This article describes the principal types of religious Jewish music from the days of the Temple to modern times.
The history of religious Jewish music is about the cantorial, synagogal, and the Temple music from Biblical to Modern times. The earliest synagogal music was based on the same system as that used in the Temple in Jerusalem. According to the Mishnah, the regular Temple orchestra consisted of twelve instruments, and the choir of twelve male singers. A number of additional instruments were known to the ancient Hebrews, though they were not included in the regular orchestra of the Temple: the uggav (small flute), the abbuv (a reed flute or oboe-like instrument).
After the destruction of the Temple and the subsequent diaspora of the Jewish people, music was initially banned. Later, these restrictions would relax, save for the Jews of Yemen who maintained strict adherence to Talmudic and Maimonidean halakha and "instead of developing the playing of musical instruments, they perfected singing and rhythm." (See Yemenite Jewish poetry. For the modern Yemenite-Israeli musical phenomenon, however, see Yemenite Jewish music.)
It was with the piyyutim (liturgical poems) that Jewish music began to crystallize into definite form. The cantor sang the piyyutim to melodies selected by their writer or by himself, thus introducing fixed melodies into synagogal music. The music may have preserved a few phrases in the reading of Scripture which recalled songs from the Temple itself; but generally it echoed the tones which the Jew of each age and country heard around him, not merely in the actual borrowing of tunes, but more in the tonality on which the local music was based.

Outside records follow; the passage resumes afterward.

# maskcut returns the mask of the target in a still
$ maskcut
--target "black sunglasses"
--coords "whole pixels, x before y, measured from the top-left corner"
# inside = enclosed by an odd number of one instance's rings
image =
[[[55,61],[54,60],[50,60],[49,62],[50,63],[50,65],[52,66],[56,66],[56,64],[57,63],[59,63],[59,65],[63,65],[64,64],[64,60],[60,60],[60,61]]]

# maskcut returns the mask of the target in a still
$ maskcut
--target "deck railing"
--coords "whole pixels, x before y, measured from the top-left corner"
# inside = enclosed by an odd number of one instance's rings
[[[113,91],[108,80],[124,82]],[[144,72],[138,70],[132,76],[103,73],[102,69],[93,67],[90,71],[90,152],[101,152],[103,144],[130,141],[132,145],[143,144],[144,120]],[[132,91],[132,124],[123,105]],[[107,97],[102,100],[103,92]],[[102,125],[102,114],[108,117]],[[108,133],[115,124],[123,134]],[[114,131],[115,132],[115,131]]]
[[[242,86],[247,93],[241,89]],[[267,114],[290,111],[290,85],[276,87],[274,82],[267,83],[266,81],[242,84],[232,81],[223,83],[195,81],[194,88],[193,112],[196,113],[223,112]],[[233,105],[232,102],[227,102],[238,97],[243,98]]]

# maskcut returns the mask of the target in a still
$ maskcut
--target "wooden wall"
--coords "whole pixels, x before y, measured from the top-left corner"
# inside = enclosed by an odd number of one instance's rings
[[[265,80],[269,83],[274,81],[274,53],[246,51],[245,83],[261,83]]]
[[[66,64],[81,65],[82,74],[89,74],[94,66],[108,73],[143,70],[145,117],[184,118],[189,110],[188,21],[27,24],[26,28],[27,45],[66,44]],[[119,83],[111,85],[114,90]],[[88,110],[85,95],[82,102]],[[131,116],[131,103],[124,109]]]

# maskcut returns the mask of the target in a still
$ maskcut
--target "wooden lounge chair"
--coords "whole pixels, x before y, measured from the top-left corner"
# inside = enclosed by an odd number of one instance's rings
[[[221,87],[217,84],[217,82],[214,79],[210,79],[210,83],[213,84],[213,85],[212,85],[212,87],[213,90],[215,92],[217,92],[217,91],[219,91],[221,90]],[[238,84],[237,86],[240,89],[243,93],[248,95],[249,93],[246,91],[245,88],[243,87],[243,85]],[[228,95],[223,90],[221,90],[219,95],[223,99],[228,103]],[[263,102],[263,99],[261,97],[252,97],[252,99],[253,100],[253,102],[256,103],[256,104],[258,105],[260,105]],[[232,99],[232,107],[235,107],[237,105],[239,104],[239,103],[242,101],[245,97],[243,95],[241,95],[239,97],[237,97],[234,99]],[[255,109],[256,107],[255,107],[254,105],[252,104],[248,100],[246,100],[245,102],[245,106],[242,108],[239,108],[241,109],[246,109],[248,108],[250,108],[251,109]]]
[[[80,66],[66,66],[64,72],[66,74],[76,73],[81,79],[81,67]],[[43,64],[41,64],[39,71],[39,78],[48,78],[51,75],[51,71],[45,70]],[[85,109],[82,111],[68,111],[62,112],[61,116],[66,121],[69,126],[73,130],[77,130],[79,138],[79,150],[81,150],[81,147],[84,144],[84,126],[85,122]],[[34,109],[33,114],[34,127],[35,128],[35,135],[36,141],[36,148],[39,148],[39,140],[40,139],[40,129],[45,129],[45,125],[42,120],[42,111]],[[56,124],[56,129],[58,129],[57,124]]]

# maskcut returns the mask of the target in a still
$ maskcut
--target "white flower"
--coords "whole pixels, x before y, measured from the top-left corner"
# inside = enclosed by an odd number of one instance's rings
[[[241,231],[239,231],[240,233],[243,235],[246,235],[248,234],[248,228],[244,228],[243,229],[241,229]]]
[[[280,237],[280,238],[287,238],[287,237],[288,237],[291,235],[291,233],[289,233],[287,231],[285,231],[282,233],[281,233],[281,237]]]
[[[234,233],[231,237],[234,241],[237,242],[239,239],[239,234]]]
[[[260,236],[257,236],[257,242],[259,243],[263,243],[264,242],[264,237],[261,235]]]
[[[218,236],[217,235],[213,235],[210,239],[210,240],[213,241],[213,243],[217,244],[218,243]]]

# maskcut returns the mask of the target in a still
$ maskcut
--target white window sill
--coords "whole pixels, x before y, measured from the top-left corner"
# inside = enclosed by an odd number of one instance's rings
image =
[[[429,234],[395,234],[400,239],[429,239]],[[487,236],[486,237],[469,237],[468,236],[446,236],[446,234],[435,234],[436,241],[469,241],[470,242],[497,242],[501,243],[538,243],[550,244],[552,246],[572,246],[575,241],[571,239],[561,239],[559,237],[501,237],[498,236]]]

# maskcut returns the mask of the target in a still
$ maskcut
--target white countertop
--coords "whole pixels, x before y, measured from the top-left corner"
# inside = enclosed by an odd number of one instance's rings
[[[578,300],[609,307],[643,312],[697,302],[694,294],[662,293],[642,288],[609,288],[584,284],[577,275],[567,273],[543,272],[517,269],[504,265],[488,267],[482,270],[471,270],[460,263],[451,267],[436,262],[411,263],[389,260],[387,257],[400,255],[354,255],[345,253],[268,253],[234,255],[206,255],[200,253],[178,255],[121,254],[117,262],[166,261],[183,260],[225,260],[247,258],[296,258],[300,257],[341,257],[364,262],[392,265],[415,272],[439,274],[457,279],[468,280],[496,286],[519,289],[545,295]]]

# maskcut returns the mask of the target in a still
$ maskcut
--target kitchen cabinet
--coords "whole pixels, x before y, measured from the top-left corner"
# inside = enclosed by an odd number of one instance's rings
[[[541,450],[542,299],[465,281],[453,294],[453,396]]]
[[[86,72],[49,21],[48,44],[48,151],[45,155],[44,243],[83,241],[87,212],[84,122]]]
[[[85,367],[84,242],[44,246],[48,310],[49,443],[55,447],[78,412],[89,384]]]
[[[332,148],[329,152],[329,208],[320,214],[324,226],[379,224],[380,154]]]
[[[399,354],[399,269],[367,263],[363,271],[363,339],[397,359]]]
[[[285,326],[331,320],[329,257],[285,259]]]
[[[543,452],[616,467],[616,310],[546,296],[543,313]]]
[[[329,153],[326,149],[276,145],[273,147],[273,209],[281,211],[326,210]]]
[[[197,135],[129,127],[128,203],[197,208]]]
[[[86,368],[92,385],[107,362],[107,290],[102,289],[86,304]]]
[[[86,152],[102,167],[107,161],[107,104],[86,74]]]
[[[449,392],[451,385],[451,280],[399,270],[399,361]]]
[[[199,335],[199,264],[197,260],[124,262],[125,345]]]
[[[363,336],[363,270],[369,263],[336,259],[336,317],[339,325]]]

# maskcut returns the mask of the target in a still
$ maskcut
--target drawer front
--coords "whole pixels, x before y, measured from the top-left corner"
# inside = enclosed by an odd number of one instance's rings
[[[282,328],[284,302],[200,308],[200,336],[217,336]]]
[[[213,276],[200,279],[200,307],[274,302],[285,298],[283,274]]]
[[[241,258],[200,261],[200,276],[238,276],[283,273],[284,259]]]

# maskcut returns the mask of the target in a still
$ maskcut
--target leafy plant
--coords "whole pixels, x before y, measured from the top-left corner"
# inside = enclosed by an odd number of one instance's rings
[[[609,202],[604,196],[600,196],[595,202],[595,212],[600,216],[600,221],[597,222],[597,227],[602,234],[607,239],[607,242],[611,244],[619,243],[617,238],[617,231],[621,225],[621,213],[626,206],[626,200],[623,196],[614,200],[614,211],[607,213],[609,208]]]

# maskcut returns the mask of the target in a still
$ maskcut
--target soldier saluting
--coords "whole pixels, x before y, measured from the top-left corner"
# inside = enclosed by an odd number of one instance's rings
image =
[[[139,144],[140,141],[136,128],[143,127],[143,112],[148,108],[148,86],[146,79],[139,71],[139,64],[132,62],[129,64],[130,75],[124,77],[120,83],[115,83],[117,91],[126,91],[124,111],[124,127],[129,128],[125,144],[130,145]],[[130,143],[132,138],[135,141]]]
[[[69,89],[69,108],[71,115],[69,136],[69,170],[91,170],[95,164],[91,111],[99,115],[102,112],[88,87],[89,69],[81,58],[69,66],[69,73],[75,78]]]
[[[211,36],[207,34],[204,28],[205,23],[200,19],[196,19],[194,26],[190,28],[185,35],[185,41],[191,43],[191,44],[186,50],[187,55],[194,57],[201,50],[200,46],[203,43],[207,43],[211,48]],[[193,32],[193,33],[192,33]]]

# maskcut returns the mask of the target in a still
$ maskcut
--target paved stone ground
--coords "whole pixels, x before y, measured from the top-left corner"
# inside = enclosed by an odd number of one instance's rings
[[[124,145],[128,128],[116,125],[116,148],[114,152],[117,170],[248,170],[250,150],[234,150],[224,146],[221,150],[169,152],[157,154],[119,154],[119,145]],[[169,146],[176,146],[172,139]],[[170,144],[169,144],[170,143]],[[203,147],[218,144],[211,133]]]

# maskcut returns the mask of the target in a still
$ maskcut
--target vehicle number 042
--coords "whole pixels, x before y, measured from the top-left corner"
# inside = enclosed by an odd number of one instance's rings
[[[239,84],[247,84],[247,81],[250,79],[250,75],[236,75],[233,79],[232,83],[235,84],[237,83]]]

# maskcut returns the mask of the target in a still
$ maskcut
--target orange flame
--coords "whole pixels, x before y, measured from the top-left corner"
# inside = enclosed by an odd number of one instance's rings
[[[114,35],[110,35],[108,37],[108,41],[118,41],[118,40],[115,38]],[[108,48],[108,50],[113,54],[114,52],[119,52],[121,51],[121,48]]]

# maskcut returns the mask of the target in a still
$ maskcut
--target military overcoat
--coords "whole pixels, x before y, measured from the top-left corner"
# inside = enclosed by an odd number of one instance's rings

From the time of the Renaissance Jewish communities in western Europe have shown some interest in modernizing the service by introducing composed music on the European model. Salamone Rossi, a composer at the court of Mantua, published a volume of psalm settings in a Baroque style similar to Monteverdi, but this did not become widely popular in synagogue use until revived in the late 19th century. In the 18th century the Venice community commissioned a number of works from non-Jewish composers such as Carlo Grossi and Benedetto Marcello.